Task decomposition can be done (1) by LLM with simple prompt

### Step 3: Generation

In [8]:
# Now, we create a prompt that takes both our retrieved context and user question

from langchain_ollama import OllamaLLM
from langchain_core.prompts import PromptTemplate

prompt_template = PromptTemplate.from_template('''
    You are an assistant for question-answering tasks. Use the following pieces of retrieved context to answer the question. If you don't know the answer, just say that you don't know. Use three sentences maximum and keep the answer concise.
    Context: {context}
    Question: {question}
    Answer:
''')
prompt = prompt_template.invoke({"context": context, "question": "What is Task Decomposition?"})

print(prompt)

text='\n    You are an assistant for question-answering tasks. Use the following pieces of retrieved context to answer the question. If you don\'t know the answer, just say that you don\'t know. Use three sentences maximum and keep the answer concise.\n    Context: Component One: Planning#\nA complicated task usually involves many steps. An agent needs to know what they are and plan ahead.\nTask Decomposition#\nChain of thought (CoT; Wei et al. 2022) has become a standard prompting technique for enhancing model performance on complex tasks. The model is instructed to “think step by step” to utilize more test-time computation to decompose hard tasks into smaller and simpler steps. CoT transforms big tasks into multiple manageable tasks and shed lights into an interpretation of the model’s thinking process.\nTree of Thoughts (Yao et al. 2023) extends CoT by exploring multiple reasoning possibilities at each step.
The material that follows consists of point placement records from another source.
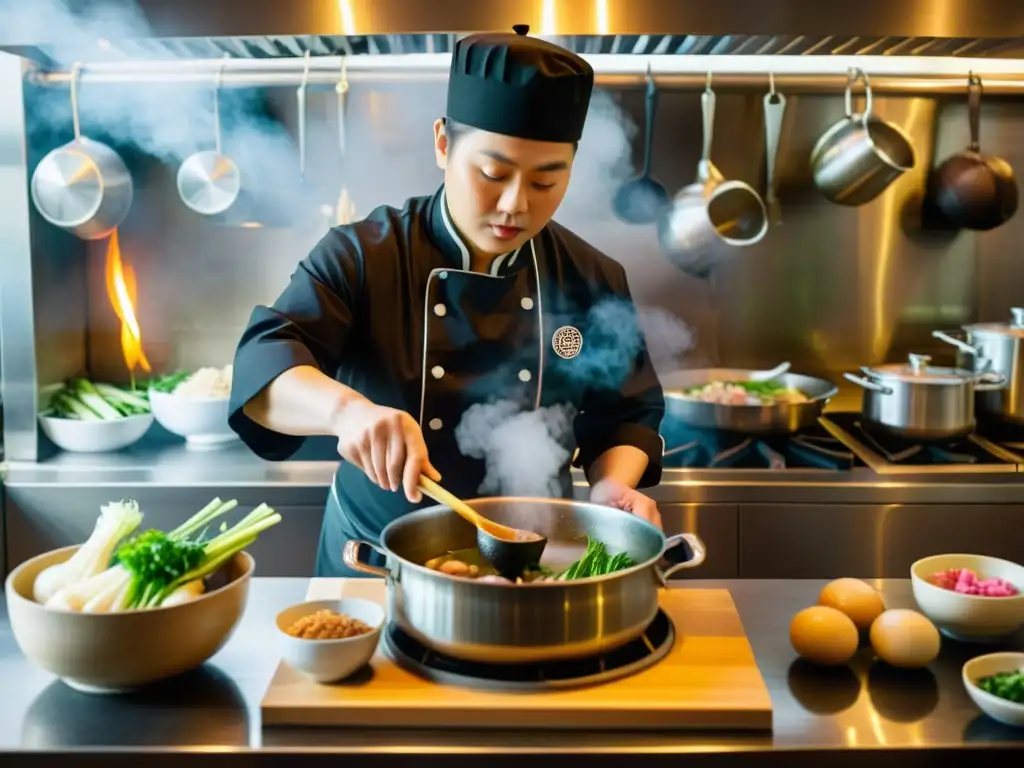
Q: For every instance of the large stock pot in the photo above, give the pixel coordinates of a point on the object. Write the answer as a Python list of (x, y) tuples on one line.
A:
[(507, 623)]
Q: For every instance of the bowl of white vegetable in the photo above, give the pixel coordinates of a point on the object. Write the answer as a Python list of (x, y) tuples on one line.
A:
[(89, 417), (126, 609), (195, 406)]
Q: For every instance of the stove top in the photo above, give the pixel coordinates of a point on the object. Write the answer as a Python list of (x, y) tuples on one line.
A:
[(889, 455), (815, 448), (639, 654)]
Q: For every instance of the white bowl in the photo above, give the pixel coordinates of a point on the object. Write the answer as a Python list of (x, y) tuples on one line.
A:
[(331, 660), (1009, 713), (114, 652), (969, 617), (95, 436), (202, 421)]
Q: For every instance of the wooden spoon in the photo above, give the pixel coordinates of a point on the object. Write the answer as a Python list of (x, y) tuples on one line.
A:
[(510, 550)]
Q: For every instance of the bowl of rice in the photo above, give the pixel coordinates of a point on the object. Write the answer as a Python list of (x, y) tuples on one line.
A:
[(194, 406)]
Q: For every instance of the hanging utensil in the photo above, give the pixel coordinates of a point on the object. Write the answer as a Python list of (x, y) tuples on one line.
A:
[(344, 211), (972, 190), (209, 181), (84, 185), (510, 550), (641, 200), (774, 112), (712, 212), (860, 156)]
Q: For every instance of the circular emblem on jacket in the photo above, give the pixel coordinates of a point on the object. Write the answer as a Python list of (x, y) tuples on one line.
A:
[(566, 341)]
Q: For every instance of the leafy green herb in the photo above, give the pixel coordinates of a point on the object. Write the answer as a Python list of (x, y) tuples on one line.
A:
[(1008, 685), (596, 561)]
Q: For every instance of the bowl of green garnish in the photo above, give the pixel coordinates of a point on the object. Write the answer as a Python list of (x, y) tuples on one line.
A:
[(995, 684)]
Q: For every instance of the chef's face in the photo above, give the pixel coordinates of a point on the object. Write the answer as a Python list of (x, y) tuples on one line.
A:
[(501, 190)]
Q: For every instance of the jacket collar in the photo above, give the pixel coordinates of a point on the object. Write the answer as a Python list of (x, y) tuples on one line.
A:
[(451, 244)]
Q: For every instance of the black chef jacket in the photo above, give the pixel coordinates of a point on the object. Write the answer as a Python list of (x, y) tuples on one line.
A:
[(389, 307)]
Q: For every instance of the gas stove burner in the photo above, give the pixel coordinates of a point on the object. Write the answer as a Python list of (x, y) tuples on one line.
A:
[(629, 659), (709, 449)]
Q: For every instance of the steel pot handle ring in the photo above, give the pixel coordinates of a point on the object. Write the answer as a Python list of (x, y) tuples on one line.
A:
[(350, 556), (962, 345), (699, 553), (867, 384), (853, 76)]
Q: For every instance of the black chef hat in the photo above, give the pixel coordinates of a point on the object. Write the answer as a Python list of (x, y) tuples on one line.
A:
[(519, 86)]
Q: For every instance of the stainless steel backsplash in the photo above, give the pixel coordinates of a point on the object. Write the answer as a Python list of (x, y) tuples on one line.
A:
[(829, 289)]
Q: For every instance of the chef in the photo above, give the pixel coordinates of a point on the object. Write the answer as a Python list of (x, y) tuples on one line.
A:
[(395, 326)]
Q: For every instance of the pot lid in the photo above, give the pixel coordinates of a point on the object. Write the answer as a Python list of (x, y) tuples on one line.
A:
[(1014, 328), (918, 370)]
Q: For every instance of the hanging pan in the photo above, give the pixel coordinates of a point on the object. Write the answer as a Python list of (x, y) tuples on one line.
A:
[(84, 185)]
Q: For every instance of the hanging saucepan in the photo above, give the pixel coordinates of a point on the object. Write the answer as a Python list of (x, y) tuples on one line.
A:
[(712, 214), (996, 347), (209, 181), (972, 190), (923, 402), (83, 186), (860, 156)]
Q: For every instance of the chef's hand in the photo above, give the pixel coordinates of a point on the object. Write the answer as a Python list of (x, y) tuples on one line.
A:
[(387, 444), (614, 494)]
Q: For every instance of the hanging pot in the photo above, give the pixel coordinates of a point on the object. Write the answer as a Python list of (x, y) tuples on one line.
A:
[(83, 186), (209, 181), (919, 401), (972, 190)]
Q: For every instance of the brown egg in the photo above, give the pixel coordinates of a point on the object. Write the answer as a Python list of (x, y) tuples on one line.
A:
[(855, 598), (905, 638), (823, 635)]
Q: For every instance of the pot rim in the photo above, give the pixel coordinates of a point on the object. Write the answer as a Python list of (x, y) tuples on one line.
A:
[(651, 562)]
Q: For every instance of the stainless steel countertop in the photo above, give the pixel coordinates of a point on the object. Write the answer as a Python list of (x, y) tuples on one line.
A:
[(215, 712), (171, 465)]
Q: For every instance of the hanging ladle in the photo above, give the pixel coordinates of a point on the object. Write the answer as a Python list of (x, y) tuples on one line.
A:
[(510, 550), (641, 200)]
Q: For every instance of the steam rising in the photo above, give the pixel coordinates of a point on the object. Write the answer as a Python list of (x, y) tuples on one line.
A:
[(523, 450)]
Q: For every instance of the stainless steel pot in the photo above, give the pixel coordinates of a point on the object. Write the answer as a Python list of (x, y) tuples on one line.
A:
[(773, 419), (711, 215), (996, 347), (920, 401), (84, 185), (857, 159), (510, 624)]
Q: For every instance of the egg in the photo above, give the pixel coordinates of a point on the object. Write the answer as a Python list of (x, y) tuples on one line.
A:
[(823, 635), (855, 598), (904, 638)]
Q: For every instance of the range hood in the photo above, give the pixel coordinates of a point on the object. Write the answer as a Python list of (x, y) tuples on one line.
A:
[(268, 29)]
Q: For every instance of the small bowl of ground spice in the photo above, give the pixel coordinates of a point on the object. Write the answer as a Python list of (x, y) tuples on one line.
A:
[(330, 640)]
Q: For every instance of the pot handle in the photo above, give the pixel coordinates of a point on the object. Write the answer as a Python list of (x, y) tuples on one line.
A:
[(962, 345), (990, 382), (867, 384), (350, 555), (696, 548)]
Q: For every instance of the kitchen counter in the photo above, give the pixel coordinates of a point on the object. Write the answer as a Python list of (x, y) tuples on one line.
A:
[(866, 713)]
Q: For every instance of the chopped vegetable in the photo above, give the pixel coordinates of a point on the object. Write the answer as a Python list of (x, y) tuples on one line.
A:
[(157, 568), (117, 520), (596, 561), (1008, 685), (85, 400)]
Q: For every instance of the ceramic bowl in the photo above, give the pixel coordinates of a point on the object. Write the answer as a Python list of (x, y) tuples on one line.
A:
[(95, 436), (1009, 713), (331, 660), (969, 617), (202, 421), (113, 652)]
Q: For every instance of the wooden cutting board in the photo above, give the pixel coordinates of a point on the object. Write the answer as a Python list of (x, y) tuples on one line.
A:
[(708, 680)]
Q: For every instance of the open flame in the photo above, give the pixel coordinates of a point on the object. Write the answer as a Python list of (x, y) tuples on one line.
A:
[(121, 292)]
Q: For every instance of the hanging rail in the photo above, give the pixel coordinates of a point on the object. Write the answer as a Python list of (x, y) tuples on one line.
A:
[(895, 75)]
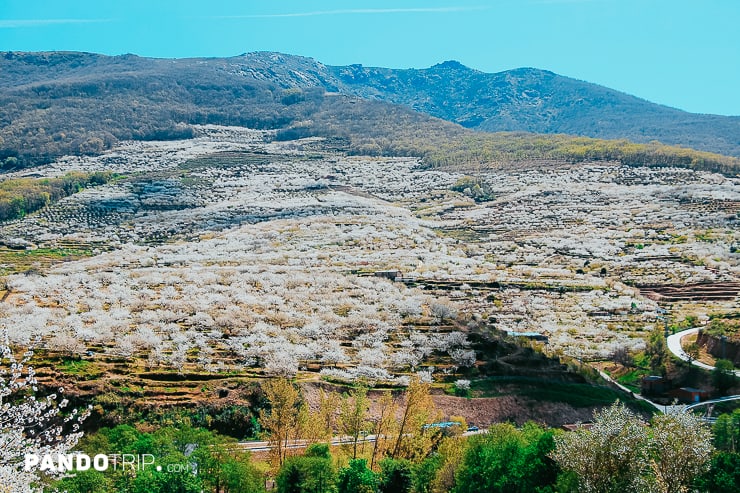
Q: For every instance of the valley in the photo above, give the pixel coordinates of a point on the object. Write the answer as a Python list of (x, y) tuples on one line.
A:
[(233, 256)]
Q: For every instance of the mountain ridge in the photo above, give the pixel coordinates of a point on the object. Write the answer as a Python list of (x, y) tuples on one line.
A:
[(61, 102)]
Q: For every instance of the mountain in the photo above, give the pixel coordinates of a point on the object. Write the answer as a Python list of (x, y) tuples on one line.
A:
[(55, 103), (539, 101)]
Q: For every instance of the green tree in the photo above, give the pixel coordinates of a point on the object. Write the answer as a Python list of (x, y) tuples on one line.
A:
[(723, 475), (353, 417), (395, 476), (723, 376), (357, 478), (424, 473), (610, 456), (312, 472), (727, 431), (507, 459), (692, 351), (656, 350), (282, 419), (680, 447)]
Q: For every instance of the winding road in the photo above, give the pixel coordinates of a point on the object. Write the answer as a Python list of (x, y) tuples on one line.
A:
[(674, 346)]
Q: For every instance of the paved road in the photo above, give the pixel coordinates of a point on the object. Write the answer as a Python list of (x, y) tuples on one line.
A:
[(674, 346), (264, 446), (659, 407)]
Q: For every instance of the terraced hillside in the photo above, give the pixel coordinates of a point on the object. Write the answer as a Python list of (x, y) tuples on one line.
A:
[(231, 257)]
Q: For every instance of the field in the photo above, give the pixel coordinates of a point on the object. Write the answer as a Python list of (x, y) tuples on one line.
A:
[(232, 257)]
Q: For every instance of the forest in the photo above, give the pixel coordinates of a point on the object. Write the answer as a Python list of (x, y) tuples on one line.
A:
[(396, 451)]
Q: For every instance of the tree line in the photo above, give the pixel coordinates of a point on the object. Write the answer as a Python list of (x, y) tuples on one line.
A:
[(617, 452), (21, 196)]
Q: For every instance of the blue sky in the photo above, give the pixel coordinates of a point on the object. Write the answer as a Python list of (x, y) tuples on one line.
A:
[(682, 53)]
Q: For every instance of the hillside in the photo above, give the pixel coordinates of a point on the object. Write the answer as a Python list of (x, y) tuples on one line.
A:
[(539, 101), (80, 103)]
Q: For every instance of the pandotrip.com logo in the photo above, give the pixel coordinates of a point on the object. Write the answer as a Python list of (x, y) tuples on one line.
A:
[(78, 462)]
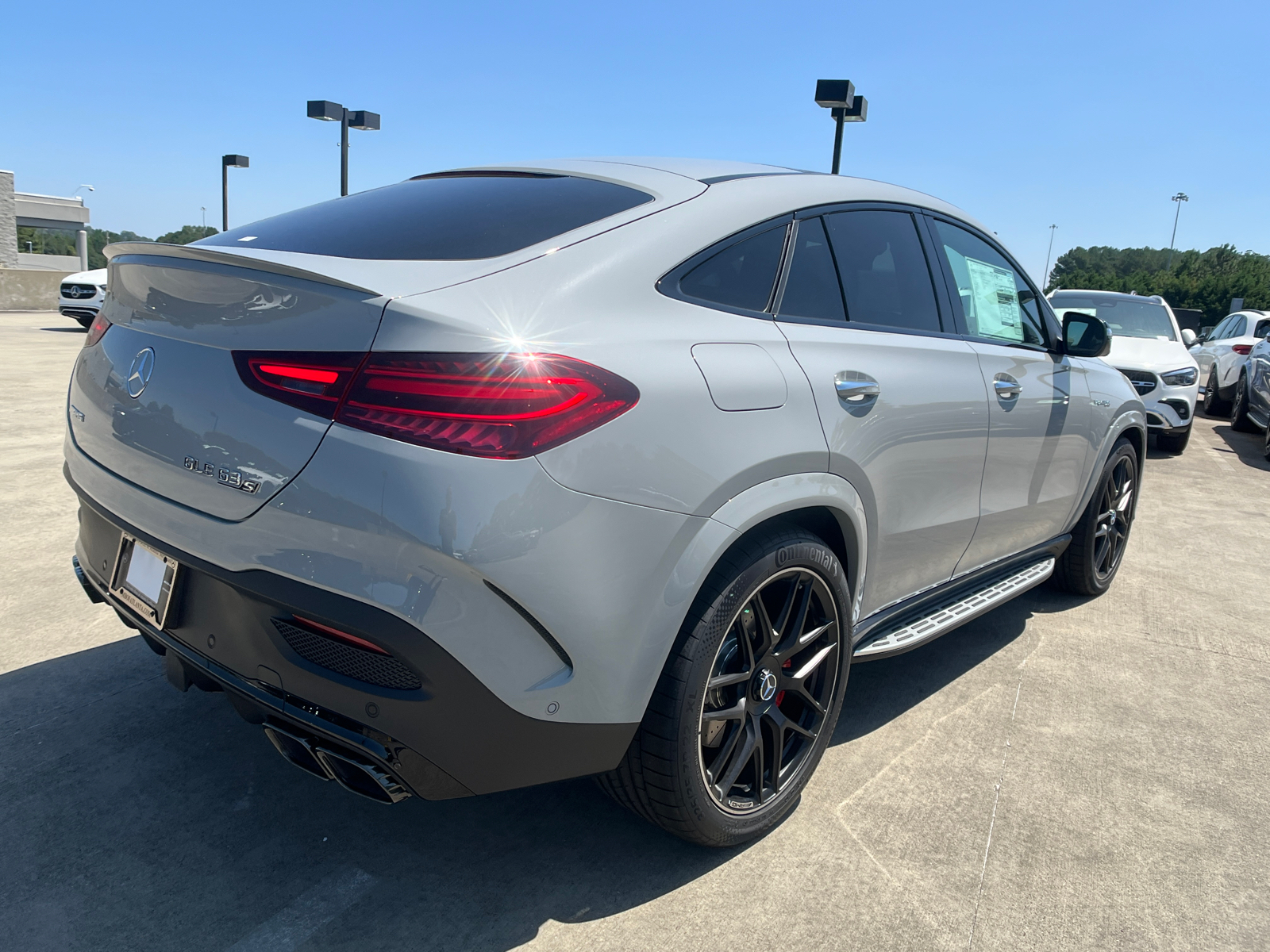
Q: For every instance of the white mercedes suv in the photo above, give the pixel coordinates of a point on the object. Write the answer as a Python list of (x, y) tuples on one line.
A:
[(1149, 348), (80, 295), (1222, 355), (507, 475)]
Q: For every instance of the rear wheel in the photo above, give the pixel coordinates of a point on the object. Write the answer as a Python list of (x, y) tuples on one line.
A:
[(1172, 442), (1240, 410), (1213, 403), (1090, 562), (749, 698)]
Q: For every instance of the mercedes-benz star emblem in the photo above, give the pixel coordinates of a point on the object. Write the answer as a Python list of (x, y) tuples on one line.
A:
[(139, 374), (766, 685)]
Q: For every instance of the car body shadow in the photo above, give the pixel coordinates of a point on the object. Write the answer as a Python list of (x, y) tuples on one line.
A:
[(1250, 447), (135, 816), (878, 692)]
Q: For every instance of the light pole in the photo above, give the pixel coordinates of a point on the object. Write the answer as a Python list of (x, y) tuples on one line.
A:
[(229, 162), (840, 98), (1045, 278), (333, 112), (1180, 197)]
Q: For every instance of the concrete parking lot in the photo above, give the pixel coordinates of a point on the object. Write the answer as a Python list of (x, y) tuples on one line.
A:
[(1060, 774)]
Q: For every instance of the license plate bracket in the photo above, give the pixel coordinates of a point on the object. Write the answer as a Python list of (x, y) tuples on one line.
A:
[(144, 579)]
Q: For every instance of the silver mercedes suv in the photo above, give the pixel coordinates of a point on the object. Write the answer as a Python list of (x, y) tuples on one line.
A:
[(507, 475)]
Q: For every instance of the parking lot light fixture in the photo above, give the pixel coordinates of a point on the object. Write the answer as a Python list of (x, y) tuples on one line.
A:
[(229, 162), (840, 98), (328, 111), (1045, 278), (1179, 198)]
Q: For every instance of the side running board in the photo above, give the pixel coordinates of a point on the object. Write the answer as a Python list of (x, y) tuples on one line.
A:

It first decomposes the problem into multiple thought steps and generates m

In [9]:
# Finally, we pass this prompt to the model. Congratulations! That's the basics of RAG.

llm = OllamaLLM(model="llama3.2:1b")
llm.invoke(prompt)

"Task decomposition refers to breaking down complex tasks into smaller and simpler steps for model training or improvement. It involves decomposing hard tasks into manageable parts using techniques such as Chain of Thought (CoT), Tree of Thoughts, Algorithm Distillation (AD), and HuggingGPT's Task Planning stages. The goal is to make the task more interpretable and easier to understand."